Here are three reasons why the findings don’t pass my sniff test:
(1) The estimated average treatment effect of offering the voucher is null. Since the effects of receiving the voucher is positive and large for one group- African-Americans– this implies that the effects must be negative for another group, and yet this is never mentioned. Why? It’s rather unusual to show effects for only selected groups, and not for all of them. Most importantly, it goes against best practices.
(2) The only subgroup with effects, African-Americans, is a group that doesn’t seem to have equivalent treatment and control groups before the offer of the voucher. If anything, the treatment group students seem more inclined to college attendance independent of the voucher, given that more of their parents have bachelor’s degrees (while other factors are also imbalanced, this one is a known drive of college attendance, among the most important). While the authors attend to this issue a bit, and try one kind of sensitivity analysis to adjust for it, in their text they fail the potential flaws all of the cautions they deserves– even going so far as to making this finding the main highlight of the paper.
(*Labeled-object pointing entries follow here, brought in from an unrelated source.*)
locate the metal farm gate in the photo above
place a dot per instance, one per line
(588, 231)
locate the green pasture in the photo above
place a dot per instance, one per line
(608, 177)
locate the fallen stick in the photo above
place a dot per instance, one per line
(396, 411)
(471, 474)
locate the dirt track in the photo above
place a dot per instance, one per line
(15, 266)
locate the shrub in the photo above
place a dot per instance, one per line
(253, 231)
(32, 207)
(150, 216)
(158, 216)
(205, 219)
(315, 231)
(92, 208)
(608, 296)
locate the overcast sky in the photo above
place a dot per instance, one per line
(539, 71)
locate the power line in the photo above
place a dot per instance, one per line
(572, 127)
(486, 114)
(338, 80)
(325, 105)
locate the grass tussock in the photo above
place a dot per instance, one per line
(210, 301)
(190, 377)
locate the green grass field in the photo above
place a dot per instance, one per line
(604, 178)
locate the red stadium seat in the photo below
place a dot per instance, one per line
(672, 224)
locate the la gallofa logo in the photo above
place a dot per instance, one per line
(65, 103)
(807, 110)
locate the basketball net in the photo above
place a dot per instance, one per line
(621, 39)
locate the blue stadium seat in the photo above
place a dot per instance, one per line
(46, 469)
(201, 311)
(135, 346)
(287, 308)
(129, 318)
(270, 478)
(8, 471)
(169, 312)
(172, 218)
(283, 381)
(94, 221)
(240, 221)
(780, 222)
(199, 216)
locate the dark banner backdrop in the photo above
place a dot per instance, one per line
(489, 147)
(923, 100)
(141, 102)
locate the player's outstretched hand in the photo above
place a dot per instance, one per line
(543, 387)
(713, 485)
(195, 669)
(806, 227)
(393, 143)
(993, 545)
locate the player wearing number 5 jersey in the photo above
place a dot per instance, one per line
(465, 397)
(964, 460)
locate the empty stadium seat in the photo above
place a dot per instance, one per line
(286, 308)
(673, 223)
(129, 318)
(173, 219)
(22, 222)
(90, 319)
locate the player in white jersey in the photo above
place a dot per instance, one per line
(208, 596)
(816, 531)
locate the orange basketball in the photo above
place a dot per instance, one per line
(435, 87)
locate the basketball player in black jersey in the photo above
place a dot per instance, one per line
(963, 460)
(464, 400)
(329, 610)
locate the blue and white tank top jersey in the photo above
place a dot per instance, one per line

(3) In the paper and the press the authors stress the effects of receiving a voucher but voucher receipt is not randomly assigned. So if you are excited about the experimental component– in a study that claims to be “The first to measure the impact of school vouchers on college enrollment” — you need to know that the main result (for example, see paragraph 1 here) isn’t experimental. This is a quasi-experimental approach and is subject to the usual kinds of errors.
Are these flaw par for the course, and thus no big deal? I don’t think so. There was an evident PR effort behind this report, and it’s led to widespread reporting of a study that really needs more vetting. Words like “the Brookings Institution at Harvard” (sidenote: huh?) give it more credibility than it deserves at this stage, and the term “experiment” makes folks feel overly confident in the results.
Now, all that said, I do understand how these things can happen. Since they suggest differential responsiveness to programs (and thus the potential for cutting costs while increasing program effectiveness), subgroup analyses are quite seductive and compelling, as are randomized trials themselves. Last year, my colleagues and I wrote about some tentative findings from our study of financial aid that suggested effect heterogeneity. Prior to the release, we extensively vetted those findings with colleagues, and ran at least five different sensitivity analyses. After publication of the working paper, which we were careful to describe as “in progress,” we sought even more feedback and advice– and got a crash course in the enormous difficulty in disentangling effect heterogeneity from heterogeneous treatments. Truth is, the work is still ongoing. And that’s an incredibly important and valuable part of the research process, and one we all should wish and allow for– it makes the work better.
So, here’s to hoping that this is what will happen next for this voucher study. Instead of rolling full steam ahead thinking vouchers will magically boost college attendance for black students everywhere, let’s support the authors working through all potential alternative explanations for these odd results, and then replicating their experiment. Again, my own experience suggests replication is critical, revealing the processes and contexts under which effects occur and are more reliable. We should all demand it, especially from high-profile studies like these.